Shooting in The Dark
Understanding a malware’s ultimate objective helps rate its risk level, explained Helming. For instance, sometimes compromised devices, such as the QNAP network-attached storage devices in the case of Raspberry Robin, are recruited into large-scale botnets to mount distributed denial of service (DDoS) campaigns. Or, the compromised devices could be used for mining cryptocurrency. In both cases, there wouldn’t be an immediate threat of data loss to the infected devices. However, if Raspberry Robin is helping assemble a ransomware botnet, then the risk level for any infected device, and the local area network it is attached to, could be extremely high, said Helming. Félix Aimé, threat Intelligence and security researcher at Sekoia told Lifewire via Twitter DMs that such “intelligence gaps” in malware analysis aren’t unheard of in the industry. Worryingly, however, he added that Raspberry Robin is being detected by several other cybersecurity outlets (Sekoia tracks it as the Qnap worm), which tells him that the botnet the malware is trying to build is quite large, and could perhaps include “hundred thousand of compromised hosts.” The critical thing in the Raspberry Robin saga for Sai Huda, CEO of cybersecurity company CyberCatch, is the use of USB drives, which covertly installs the malware that then creates a persistent connection to the internet to download another malware that then communicates with the attacker’s servers. “USBs are dangerous and should not be allowed,” stressed Dr. Magda Chelly, Chief Information Security Officer, at Responsible Cyber. “They provide a way for malware to easily spread from one computer to another. This is why it’s so important to have up-to-date security software installed on your computer and to never plug in a USB that you don’t trust.” In an email exchange with Lifewire, Simon Hartley, CISSP and a cybersecurity expert with Quantinuum said USB drives are part of the tradecraft that adversaries use to break so-called “air gap” security to systems not connected to the public internet. “They are either outright banned in sensitive environments or require special controls and verifications because of the potential for adding or removing data in overt ways as well as introducing hidden malware,” shared Hartley.
Motive Isn’t Important
Melissa Bischoping, Endpoint Security Research Specialist at Tanium, told Lifewire via email that while understanding a malware’s motive may help, researchers have multiple capabilities for analyzing the behavior and artifacts that malware leaves behind, to create detection capabilities. “While understanding motive can be a valuable tool for threat modeling and further research, the absence of that intelligence does not invalidate the value of existing artifacts and detection capabilities,” explained Bischoping.

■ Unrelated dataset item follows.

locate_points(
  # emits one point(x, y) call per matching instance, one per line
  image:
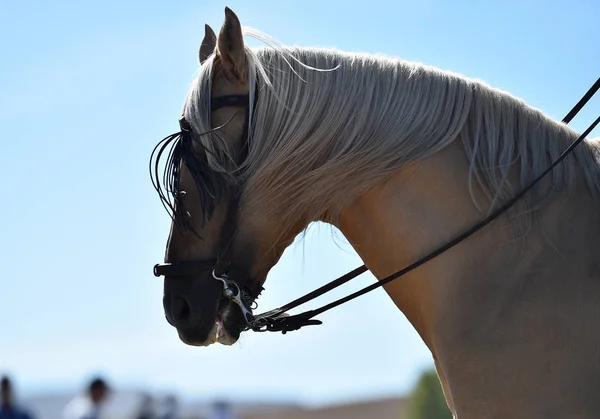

Kumar Saurabh, CEO and co-founder of LogicHub, agreed. He told Lifewire over email that trying to understand the goal or motives of hackers makes for interesting news, but isn’t very useful from a security perspective. Saurabh added the Raspberry Robin malware has all the characteristics of a dangerous attack, including remote code execution, persistence, and evasion, which is enough evidence to sound the alarm, and take aggressive actions to curb its spread. “It’s imperative for cybersecurity teams to take action as soon as they spot the early precursors of an attack,” stressed Saurabh. “If you wait to understand the ultimate goal or motives, such as ransomware, data theft, or service disruption, it will probably be too late.”